Add the rise in connected cars, and you’ve got a recipe for industry-shaking change. We’ve come a long way from the days when Progressive rolled out their very first UBI offering, and over the next few years, we can expect to go a lot further, too.
Rising population density, downward pressure on demand
Population is growing both globally and nationally, especially in urban areas. With density increasing, if everyone were to drive their own car, congestion on the roads would get intolerable fast. It’s already pretty bad. “Five of the top ten most gridlocked cities in the world are in the United States,” said Mobility Lab.
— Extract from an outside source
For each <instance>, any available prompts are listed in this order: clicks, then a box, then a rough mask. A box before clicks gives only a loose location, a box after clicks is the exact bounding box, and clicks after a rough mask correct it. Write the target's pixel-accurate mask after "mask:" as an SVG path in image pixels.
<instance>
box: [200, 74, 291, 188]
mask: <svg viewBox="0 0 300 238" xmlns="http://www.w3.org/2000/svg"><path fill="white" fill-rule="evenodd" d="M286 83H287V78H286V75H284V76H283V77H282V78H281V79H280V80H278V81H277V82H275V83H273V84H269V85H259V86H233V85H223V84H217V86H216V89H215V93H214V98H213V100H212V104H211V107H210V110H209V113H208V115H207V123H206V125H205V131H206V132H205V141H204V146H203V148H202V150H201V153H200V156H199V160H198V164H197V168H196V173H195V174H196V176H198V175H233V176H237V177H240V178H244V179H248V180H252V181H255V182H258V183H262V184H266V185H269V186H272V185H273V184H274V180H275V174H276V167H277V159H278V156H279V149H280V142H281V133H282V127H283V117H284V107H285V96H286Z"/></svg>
This increase in population bears an impact on the auto industry. According to a recent article at VentureBeat, density “puts downward pressure on the number of cars demanded.” Of course, people still need to get around, but they’re relying more and more on ride sharing, public transit systems, and other means of transportation that don’t involve parking your very own hunk of metal in your very own driveway.
The result? A massive shift for the auto industry.
Lots of connected cars mean lots of telematics data
Remember when an automaker’s business model used to hinge on selling individual cars to individual buyers? As demand for the personal automobile gets squashed, automakers will need another revenue stream to replace it, and fast. Luckily for them, telematics data is a promising new source of revenue.
According to Statista, the United States can expect to see 116 million connected cars on the roads by 2025. These cars will “generate and consume roughly 40 terabytes of data for every eight hours of driving,” Network World reported. An average day of driving translates to 4,000 GB of data – a massive amount. Just compare that to the average person’s daily use of chat, video and Internet, which will add up to a mere 1.5 GB by 2020.
As it turns out, all that data offers a lot of promise to a lot of industries.
Turning data to dollars
Many industries have an interest in using or controlling telematics data. Automakers that sell connected cars can use it to refine the intelligence of their self-driving systems; insurers that offer usage-based insurance rely on it, too.
Then there are telecommunications firms, lawmakers, and retailers. If automakers leverage their data to build bridges across industries, they can form profitable relationships that could “unlock $1.5 trillion in future revenue” – seismic business model shifts notwithstanding. Sounds like a fruitful landscape for some profitable insurer/automaker partnerships.